Гостиная наполнилась светом, просеянным между еловых стволов. Бледное лицо Мирославы приворожило Тарасова. Молодая женщина была не просто красива, она не имела ничего общего с этим миром, словно спустилась с небес на грешную Землю, кроткая и целомудренная, ничем не похожая на распущенных городских девиц. Тарасов заметил ее, идущую с Московской электрички, и хотел подвезти, но его опередил сельский автобус.
— Наверно, это очень старая дача? — предположил Тарасов, и Мирослава отвела взгляд к окну. — Ваши предки обладали прекрасным вкусом.
— Да, — ответила за Мирославу мать. — Ее прадед был архитектором. Дом построен в конце прошлого века без единого гвоздя, — сообщила женщина и удалилась на кухню.
Информация была энциклопедически исчерпывающей. Тарасов продолжил любоваться Мирославой молча. Илья Ильич отложил книгу, и посмотрел на коллегу.
— Что за история со Святым Граалем? — едко спросил он, словно нарвался в тексте на неприличное слово. — Кто расспрашивал вас?
— Некто Боровский, — доложил Тарасов.
— Тот самый Боровский, который изобрел машину времени? — догадался Ильич.
— Вы знакомы?
— Знал его батюшку Валерьяна. Тоже был ненормальный, кидался из философии в физику, из физики в хиромантию… Тоже, к слову сказать, плохо кончил. Я даже бабку его помню, царство ей небесное… Ох, странная была компания.
— Боровского интересовало, как выглядит Грааль, — объяснил Тарасов. — Он считает, что это реальный артефакт.

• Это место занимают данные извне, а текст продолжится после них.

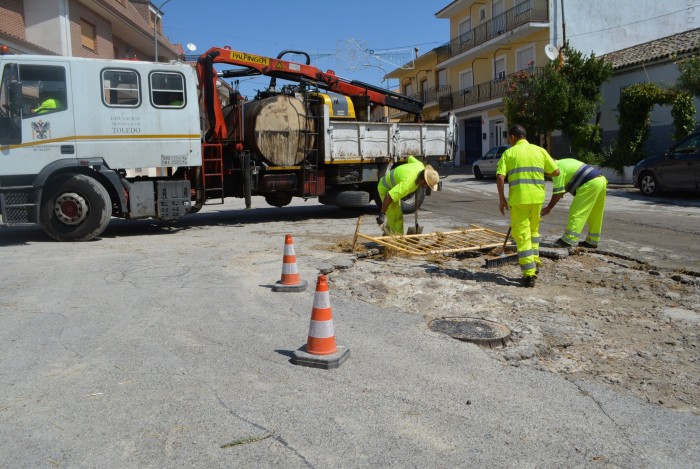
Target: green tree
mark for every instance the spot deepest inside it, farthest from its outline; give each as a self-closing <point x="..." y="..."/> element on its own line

— А вы как считаете? — Тарасов развел руками. — Артефакт… — ухмыльнулся старик, — Батюшка Валерьян его не воспитывал, не рассказывал ему арабских сказок о мальчике Аладдине, хозяине волшебной лампы. Сказка, которую гувернантки читали детишкам просвещенной Европы по книжкам без картинок. Те картинки, будьте уверенны, сейчас были бы популярнее образа девы Марии, если б папа не запретил их, как ересь, а вместе с ними и прочие изображения «бесовского прибора».
— Я полагал, что это легенда, — признался Тарасов. — Апокрифические предания.